Common Robots.txt Directives
| Directive | Function | Example |
|---|---|---|
| User-agent | Specifies which crawler(s) this rule applies to. * means all crawlers. | User-agent: Googlebot |
| Disallow | Tells crawlers not to crawl paths matching the rule. Empty value allows crawling. | Disallow: /admin/ |
| Allow | Explicitly allows crawling of a path (used to override a broader disallow rule). | Allow: /admin/public/ |
| Crawl-delay | Specifies seconds to wait between requests (not officially standard, ignored by Google). | Crawl-delay: 1 |
| Sitemap | Tells crawlers where to find your XML sitemap(s). | Sitemap: https://example.com/sitemap.xml |
What robots.txt Does (and Doesn't) Do
What It Does
- Prevents crawling. If a path is disallowed, crawlers will not request those URLs, saving server resources and crawl budget.
- Directs crawlers. You can specify crawl delays or point to sitemaps.
What It Does NOT Do
- Does not prevent indexation. A page blocked by robots.txt can still be indexed if another site links to it. Google has confirmed this. So blocking a URL in robots.txt does not guarantee it won't appear in search results.
- Does not prevent discovery. Crawlers can discover URLs blocked by robots.txt (via links from other sites, in sitemaps, etc.) — they just won't crawl them.
- Is not a security tool. Never use robots.txt to block sensitive pages. Use authentication, noindex, or authentication instead.
- Is not universally respected. Most search engines respect robots.txt, but malicious bots ignore it entirely. Never rely on robots.txt for security.
Common Mistakes with robots.txt
Blocking CSS and JavaScript Files
A frequent mistake is disallowing /css/ or /js/ in robots.txt. Google needs to fetch these files to render JavaScript-heavy pages properly. If you block CSS and JS, Google cannot fully render your pages, which can hurt your rankings. Don't do this. Allow crawlers to access your CSS and JavaScript.
Accidentally Disallowing Everything
Using Disallow: / blocks all crawlers from all paths. If you do this by mistake, your entire site won't be crawled. Some developers do this on staging sites (correctly) but forget to remove it before going live (disaster). Always test robots.txt on staging before deploying.
Overly Complicated Rules
robots.txt syntax is simple, but you can make it unnecessarily complex. Keep rules clear and minimal. Disallow only what you truly don't want crawled.
robots.txt vs noindex: When to Use Each
Use robots.txt when you want to save crawl budget by preventing crawlers from accessing pages you don't care about. Example: admin pages, login pages, or duplicate filter URLs.
Use noindex when you want crawlers to visit a page (to understand its content) but not include it in the search index. Example: an internal search results page or a draft article.
Use 301 redirects when you're moving or consolidating pages permanently and want to pass link equity.
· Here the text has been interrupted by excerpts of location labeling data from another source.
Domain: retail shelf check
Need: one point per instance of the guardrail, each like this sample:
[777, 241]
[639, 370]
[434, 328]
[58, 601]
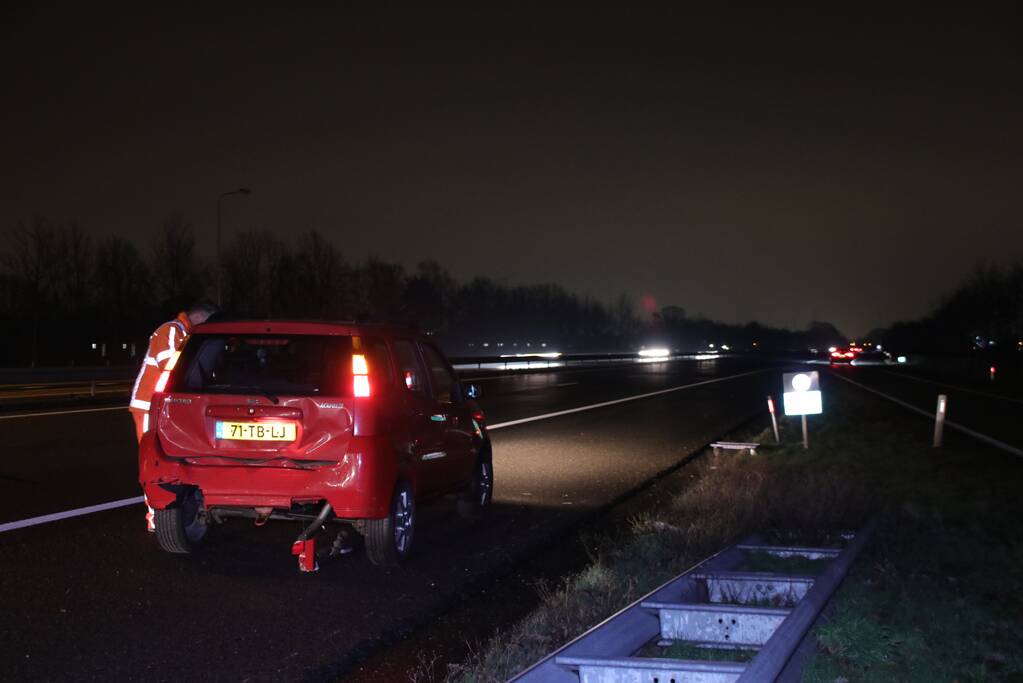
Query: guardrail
[711, 605]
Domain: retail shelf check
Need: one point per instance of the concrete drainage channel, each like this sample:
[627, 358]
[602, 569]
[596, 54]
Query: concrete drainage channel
[717, 604]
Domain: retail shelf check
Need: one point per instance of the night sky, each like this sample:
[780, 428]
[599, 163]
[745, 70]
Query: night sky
[768, 165]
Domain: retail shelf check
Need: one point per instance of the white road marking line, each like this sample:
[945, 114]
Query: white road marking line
[56, 516]
[955, 386]
[11, 526]
[546, 416]
[61, 412]
[539, 388]
[955, 425]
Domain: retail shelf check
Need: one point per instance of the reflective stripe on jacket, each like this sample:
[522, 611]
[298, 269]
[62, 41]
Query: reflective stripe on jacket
[169, 337]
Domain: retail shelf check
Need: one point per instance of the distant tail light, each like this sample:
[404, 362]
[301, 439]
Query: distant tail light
[360, 376]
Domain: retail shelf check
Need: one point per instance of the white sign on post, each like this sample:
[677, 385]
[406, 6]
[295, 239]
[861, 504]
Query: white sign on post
[802, 394]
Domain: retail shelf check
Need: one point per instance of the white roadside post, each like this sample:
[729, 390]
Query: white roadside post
[939, 419]
[773, 418]
[802, 397]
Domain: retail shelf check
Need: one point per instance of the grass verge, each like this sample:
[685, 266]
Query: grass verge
[935, 597]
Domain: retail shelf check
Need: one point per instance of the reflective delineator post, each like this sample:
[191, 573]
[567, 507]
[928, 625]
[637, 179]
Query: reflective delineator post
[773, 418]
[939, 419]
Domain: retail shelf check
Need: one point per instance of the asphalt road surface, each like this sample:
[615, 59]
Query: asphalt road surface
[93, 597]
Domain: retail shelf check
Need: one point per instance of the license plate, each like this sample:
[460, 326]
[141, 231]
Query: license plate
[257, 430]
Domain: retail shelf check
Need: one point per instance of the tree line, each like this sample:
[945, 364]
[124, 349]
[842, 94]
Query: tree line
[67, 298]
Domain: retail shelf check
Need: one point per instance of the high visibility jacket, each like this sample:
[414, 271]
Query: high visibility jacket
[168, 338]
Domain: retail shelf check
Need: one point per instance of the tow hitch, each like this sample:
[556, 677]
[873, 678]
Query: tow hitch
[305, 545]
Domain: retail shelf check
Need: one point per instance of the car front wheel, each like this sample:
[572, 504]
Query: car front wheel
[389, 541]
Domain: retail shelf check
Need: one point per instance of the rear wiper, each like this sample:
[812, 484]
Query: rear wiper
[248, 388]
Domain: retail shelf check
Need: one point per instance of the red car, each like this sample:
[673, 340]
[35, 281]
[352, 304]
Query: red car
[315, 421]
[846, 355]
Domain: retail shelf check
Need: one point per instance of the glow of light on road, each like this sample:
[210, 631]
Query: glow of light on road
[545, 354]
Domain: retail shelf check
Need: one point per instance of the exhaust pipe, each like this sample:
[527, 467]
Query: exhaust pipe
[263, 515]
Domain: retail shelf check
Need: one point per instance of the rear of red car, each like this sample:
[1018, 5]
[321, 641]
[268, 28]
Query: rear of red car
[309, 421]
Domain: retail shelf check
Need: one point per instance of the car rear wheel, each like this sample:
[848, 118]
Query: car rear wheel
[389, 541]
[181, 527]
[475, 500]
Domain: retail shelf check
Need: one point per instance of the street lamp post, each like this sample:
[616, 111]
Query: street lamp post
[240, 190]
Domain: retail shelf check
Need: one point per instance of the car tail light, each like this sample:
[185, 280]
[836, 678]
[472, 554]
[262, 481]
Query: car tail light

Use authentication when you need real security (sensitive admin areas).
Testing Your robots.txt
Google Search Console has a robots.txt tester. In GSC, go to Coverage > robots.txt Tester. Enter a URL from your site, and it will show whether that URL is allowed or disallowed according to your robots.txt. Use this to verify your rules are working as intended before deploying.
The Crawl Budget Benefit
For very large sites, a well-configured robots.txt prevents Googlebot from wasting crawl budget on low-value pages. For example, filtering parameters that generate thousands of combinations. If you can consolidate or disallow parameter combinations that don't matter, you free up crawl budget for pages that do rank.